# Tour De Bronx on 10/26



## chriscc63 (Mar 9, 2011)

*Tour De Bronx on 10/26/14*

I have done this ride a few times and its a hoot and afterwards you can go to Author Ave for some great food. Or, you can go to City Island for all the fried shrimp and fish you want. Now that we have two new breweries in the area well, that's reason enough to swing by after the ride.

I did the tour De Brooklyn, Staten Island, Queens, Yonkers and this one seems to have the largest turn out, but not the greatest food. 

Here is a clip of this years ride:
2014 Tour De Bronx - YouTube

Here is a clip of previous years ride s
Tour De Bronx Bike Tour 2013/10/13 - YouTube
and
Tour De Bronx 2011 Bike Tour - YouTube


----------



## gardenstatementnj (Mar 18, 2014)

i just registered for this. Ive done the other tours (staten island/brooklyn/5bbt) but not the Bronx. How is the terrain? Im considering doing this on a folder, wondering if i should do the 25 or 40, or take my full carbon bike out for the 40. are there rest stops? are they fully stocked?


----------



## chriscc63 (Mar 9, 2011)

I never understood the point of a folding bike except if you were a world travler and it was just for local transportation.

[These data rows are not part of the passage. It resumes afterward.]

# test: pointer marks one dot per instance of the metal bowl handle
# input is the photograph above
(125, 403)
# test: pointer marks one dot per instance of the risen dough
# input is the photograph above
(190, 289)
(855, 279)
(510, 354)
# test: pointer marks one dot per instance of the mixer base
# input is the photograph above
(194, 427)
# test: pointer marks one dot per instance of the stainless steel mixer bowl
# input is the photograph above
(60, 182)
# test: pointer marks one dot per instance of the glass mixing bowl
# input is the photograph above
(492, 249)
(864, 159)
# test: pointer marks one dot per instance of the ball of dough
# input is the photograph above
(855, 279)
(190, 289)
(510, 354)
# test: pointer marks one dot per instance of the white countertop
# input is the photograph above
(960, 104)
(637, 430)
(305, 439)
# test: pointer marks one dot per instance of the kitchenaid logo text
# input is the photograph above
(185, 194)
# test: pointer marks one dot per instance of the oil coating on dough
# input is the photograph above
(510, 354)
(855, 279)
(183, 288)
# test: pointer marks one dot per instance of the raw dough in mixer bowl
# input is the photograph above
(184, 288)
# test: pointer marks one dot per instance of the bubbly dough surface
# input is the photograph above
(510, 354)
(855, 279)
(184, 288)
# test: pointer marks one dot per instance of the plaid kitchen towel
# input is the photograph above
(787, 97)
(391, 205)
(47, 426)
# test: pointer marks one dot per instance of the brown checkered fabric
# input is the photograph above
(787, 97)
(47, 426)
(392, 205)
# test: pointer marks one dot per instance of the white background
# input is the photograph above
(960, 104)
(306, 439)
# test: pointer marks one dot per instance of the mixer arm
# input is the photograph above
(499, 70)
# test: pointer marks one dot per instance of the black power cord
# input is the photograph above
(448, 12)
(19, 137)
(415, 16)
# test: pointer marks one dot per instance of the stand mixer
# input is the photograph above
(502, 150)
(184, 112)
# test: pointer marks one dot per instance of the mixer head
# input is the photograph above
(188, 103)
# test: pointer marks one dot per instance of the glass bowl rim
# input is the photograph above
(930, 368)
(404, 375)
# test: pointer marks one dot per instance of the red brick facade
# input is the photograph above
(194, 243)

For a REAL ride use your road bike and enjoy the 40miles. Starts near Yankee stadium are,a its stocked ok at 2 o 3 rest stops. One at Orchard beach and another at Van Cortland park. The food was not great in years past. Water, nature valley granola bars, oranges, bananas, that's all I can remember. 

Terrain is mostly flat first 3/4 and then a few steep but very short hills, but these are not so challenging inclines. Not like the Tour De Yonkers is. The inclines to note here are at the Cemetery and in Riverdale just after the VC Park rest stop. The ride ends at The Botanical garden with lousy dominos pizza and not so great band that should have been a jazz band an a great lawn to lay on.

Just like the other rides, they do not close the streets for this but there was a lead vehicle in rides past. So, stay with the pack and don't be road kill.


----------



## gardenstatementnj (Mar 18, 2014)

i use my folder for both travel purposes and for commuting purposes. The most ive done on my folder was a leisure 20 miles. I have a Dahon Speed Pro and really wanted to put it through its paces on a tour.


----------